2. Seemlessly apply security protection to any Wi-Fi client within range.
WIPS, I thought we were friends, why are you preventing me?
Just like the light and the dark side of the Force, ever since the first rogue AP was created, there existed the ability to detect it with Wireless Intrusion Detection Systems (WIDS). WIDS is just code running inside of certain business-class APs that scans the air and Ethernet network to try to find rogue APs. When these special APs have a settings turned on to automatically prevent the rogue APs from allowing client connections, the “D” turns into a “P” to make Wireless Intrusion Prevention System (WIPS).
On the surface, WIPS meets all of the criteria for a true Wi-Fi security solution. However, WIPS must have a false positive rate of near zero to avoid automatically blocking legitimate access points that were misclassified as rogue. Some WIPS are effectively unusuable because no one wants to get slapped with a huge FCC (or the foreign equivalent) fine. For example, here’s a FCC fine of $718,000 for misclassification.
Tips for companies that offer a Wi-Fi hotspot
1. Don’t invite your guests and customers to become Wi-Fi hack victims. Implement a Wireless Intrusion Prevention System (WIPS) with automatic prevention turned on, but be sure to ask your vendor or IT service pro if the WIPS solution has a near zero false positive rate. Trust me, any Wi-Fi attacker will know within seconds that your air space is protected and they will move on to less protected hotspots in search of victims.

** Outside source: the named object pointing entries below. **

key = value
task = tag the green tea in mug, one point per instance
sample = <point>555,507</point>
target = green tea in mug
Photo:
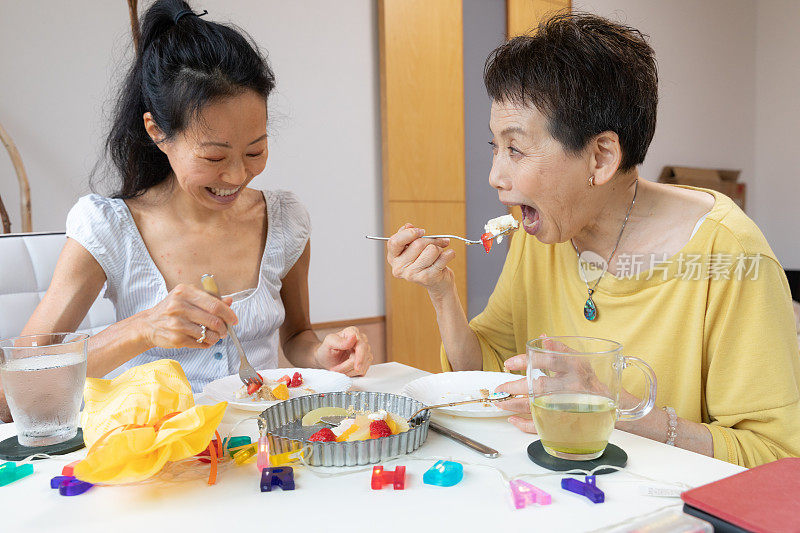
<point>574,424</point>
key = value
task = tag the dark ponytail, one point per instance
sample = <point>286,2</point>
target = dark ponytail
<point>183,62</point>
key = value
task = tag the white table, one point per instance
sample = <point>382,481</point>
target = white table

2. Always use network segmentation to separate guest (hotspot) networks from private networks.
3. Implement content inspection at the gateway. Unified Threat Management (UTM) appliances can detect and prevent security risks such as malware and botnet command and control communication.
4. Hire a managed security services provider (MSSP) to evaluate your businesses needs, implement security solutions and oversee daily threat management.